Le texte définit les minorités créatives « d'hommes qui, dans la rencontre avec le Christ ont trouvé la perle précieuse, celle qui donne de la valeur à toute une vie, et pour cela, réussissent à contribuer de manière décisive à une élaboration culturelle capable de dessiner de nouveaux modèles de développement ».

Dans sa lettre, le cardinal Bertone rappelle les paroles de Benoît XVI lors de son voyage à Prague, en septembre dernier.

« Je dirais que ce sont les minorités créatives qui déterminent l'avenir.
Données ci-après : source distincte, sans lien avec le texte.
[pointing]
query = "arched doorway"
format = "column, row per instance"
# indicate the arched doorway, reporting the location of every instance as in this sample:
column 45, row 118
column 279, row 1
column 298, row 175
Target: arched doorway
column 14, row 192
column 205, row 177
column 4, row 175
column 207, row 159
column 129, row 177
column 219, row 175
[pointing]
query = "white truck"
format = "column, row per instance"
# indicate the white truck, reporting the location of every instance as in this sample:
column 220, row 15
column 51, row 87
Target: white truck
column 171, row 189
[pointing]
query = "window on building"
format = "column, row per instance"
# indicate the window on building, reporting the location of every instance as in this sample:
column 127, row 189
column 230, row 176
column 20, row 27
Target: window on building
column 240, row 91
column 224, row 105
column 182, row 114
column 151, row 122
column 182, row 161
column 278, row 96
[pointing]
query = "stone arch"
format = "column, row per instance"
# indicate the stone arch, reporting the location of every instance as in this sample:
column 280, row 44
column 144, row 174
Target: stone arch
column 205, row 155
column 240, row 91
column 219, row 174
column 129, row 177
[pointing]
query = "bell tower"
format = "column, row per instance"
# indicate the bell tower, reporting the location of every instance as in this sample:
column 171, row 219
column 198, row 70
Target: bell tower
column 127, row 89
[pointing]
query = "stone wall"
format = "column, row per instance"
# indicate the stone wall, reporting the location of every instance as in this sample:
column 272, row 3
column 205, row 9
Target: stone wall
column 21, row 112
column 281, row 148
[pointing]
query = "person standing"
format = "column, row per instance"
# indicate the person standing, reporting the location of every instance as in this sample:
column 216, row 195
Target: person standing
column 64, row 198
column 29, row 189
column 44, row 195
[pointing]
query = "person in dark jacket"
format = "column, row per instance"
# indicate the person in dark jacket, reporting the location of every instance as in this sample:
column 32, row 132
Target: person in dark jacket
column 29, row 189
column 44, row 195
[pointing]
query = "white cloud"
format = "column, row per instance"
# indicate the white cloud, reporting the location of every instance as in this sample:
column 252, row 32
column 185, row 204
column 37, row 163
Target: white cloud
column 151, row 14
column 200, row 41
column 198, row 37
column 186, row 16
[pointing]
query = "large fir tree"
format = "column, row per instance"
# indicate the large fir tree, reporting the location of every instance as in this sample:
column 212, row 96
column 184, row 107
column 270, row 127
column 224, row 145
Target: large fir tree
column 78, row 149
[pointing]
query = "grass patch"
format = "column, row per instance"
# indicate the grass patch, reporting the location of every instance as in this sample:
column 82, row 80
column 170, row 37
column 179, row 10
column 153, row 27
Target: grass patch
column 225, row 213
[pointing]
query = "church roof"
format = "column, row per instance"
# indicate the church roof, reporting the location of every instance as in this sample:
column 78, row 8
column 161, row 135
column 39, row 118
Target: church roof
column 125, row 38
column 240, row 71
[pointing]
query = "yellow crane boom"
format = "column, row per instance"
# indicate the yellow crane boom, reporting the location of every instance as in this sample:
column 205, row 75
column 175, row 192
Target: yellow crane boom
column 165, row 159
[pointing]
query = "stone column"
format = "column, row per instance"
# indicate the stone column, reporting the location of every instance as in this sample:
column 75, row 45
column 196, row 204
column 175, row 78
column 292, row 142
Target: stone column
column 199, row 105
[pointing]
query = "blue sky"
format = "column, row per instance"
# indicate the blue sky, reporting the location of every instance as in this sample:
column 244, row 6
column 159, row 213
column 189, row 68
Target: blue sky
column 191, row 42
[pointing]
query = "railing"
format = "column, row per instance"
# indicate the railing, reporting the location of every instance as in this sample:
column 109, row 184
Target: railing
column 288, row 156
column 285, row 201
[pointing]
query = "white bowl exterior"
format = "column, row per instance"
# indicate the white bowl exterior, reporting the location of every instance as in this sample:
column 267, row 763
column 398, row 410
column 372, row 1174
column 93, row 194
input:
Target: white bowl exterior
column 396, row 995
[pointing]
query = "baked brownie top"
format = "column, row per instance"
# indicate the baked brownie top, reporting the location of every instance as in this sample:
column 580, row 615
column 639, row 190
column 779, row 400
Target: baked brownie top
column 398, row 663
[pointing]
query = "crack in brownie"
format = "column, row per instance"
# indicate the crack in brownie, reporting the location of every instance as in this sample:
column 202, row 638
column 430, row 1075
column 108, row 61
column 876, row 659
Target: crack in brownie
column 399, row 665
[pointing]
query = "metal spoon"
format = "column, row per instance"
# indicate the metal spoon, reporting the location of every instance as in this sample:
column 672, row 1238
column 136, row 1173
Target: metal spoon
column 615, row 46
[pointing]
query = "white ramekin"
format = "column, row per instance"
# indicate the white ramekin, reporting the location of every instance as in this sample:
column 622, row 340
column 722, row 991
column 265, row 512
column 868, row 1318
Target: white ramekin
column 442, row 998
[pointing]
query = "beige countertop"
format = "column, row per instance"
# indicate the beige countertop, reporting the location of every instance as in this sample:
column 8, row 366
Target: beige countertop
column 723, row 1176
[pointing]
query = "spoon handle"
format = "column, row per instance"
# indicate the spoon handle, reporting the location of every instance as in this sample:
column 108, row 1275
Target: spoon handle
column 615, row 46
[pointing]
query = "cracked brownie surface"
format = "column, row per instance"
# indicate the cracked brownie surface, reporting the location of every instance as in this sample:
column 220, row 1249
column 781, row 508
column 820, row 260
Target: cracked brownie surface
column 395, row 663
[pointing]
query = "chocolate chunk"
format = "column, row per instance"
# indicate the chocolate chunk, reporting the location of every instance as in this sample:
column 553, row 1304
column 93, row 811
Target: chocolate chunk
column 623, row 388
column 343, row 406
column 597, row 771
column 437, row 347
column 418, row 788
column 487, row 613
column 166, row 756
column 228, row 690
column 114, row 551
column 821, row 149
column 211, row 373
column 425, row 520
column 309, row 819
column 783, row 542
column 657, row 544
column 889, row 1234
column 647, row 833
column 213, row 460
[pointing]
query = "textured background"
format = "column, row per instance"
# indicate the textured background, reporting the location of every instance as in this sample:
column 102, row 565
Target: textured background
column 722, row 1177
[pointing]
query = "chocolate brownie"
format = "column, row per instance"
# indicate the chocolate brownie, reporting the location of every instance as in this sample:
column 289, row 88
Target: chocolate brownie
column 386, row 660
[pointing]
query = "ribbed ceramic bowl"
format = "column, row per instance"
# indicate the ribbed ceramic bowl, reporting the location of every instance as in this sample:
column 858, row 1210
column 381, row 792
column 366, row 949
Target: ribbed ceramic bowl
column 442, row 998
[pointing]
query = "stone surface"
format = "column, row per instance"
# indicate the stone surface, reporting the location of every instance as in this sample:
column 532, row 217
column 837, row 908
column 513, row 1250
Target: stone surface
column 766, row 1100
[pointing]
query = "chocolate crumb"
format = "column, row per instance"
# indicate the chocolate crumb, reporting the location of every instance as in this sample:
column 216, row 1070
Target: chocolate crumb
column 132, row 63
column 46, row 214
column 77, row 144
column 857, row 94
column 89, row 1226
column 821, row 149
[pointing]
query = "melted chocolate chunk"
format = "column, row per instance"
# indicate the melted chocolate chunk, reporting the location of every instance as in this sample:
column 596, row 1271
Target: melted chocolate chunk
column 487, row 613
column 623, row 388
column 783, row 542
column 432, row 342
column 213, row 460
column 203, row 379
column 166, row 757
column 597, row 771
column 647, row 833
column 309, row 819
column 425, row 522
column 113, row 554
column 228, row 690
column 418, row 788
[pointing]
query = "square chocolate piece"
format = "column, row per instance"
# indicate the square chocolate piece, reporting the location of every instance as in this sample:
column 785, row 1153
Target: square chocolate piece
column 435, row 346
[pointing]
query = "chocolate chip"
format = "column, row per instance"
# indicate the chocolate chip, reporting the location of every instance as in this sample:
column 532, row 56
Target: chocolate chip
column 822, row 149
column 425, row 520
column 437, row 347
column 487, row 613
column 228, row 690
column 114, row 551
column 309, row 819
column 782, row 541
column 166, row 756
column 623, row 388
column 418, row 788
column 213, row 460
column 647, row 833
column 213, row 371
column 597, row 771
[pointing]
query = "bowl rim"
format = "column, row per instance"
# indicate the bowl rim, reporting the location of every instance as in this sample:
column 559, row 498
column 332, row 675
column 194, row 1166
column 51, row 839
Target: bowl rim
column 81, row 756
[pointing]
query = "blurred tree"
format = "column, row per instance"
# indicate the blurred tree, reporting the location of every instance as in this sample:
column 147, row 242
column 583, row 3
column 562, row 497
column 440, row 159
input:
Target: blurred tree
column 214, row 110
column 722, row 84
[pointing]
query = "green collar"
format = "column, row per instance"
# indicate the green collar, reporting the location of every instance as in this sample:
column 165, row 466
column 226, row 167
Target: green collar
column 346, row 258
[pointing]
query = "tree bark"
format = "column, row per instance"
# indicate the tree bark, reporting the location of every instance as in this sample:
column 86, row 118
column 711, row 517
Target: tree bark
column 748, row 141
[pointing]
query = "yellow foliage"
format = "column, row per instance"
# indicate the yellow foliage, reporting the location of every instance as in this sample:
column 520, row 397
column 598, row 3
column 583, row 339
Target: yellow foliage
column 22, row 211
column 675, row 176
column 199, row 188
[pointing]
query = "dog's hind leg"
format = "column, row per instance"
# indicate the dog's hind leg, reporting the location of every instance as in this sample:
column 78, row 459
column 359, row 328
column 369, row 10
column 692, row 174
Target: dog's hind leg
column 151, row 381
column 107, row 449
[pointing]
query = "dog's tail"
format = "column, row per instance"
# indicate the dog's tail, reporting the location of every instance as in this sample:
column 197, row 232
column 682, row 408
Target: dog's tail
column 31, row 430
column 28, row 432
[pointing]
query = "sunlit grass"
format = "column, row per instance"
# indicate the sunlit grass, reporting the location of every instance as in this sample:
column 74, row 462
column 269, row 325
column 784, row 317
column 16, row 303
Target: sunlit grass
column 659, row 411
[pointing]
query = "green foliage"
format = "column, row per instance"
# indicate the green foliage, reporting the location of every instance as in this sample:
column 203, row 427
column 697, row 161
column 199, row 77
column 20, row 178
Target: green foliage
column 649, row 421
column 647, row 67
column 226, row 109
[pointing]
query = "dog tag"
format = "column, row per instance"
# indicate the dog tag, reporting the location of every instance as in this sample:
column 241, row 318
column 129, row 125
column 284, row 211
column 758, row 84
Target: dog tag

En ce sens, l'Eglise catholique doit être vue comme une minorité créative possédant un héritage de valeurs qui ne sont pas des choses du passé mais une réalité très vivante et actuelle », avait affirmé le pape à cette occasion. « L'Eglise doit actualiser, être présente dans le débat public, dans notre lutte pour un vrai concept de liberté et de paix ».

Le cardinal Bertone rappelle aussi que déterminer des modèles économiques et politiques est du devoir des laïcs, auxquels il demande un « témoignage personnel d'engagement social et dans des formes associatives adaptées », agissant toujours en accord avec « la Parole de la foi, écrite et transmise, et dont le Magistère est un fidèle gardien et un interprète sûr ».

Le secrétaire d'Etat du Saint-Siège évoque aussi le jugement positif de Benoît XVI concernant le « rôle significatif » de cette institution « dans le panorama culturel de notre société ». Il en souligne « l'œuvre précieuse de formation adressée spécialement aux nouvelles générations ».

« Aucun projet, affirme-t-il, encore moins sur le plan culturel, ne se nourrit d'une simple répétition, mais exige toujours un nouveau début ». « Cela demande une disponibilité à la confrontation et au dialogue, qui ouvre l'intelligence et témoigne de la riche fécondité du patrimoine de la foi ». « C'est ainsi que l'on contribue à former une structure solide de la personnalité », affirme-t-il.

L'université devient « un environnement spirituel et culturel privilégié, qui ne restreint pas l'apprentissage à une issue économique » mais l'élargit « aux dons du monde créé ».

Fondée en 1921, l'Université catholique du Sacré-Cœur comprend 5 sièges à Brescia, Plaisance-Crémone, Campobasso, Rome et Milan.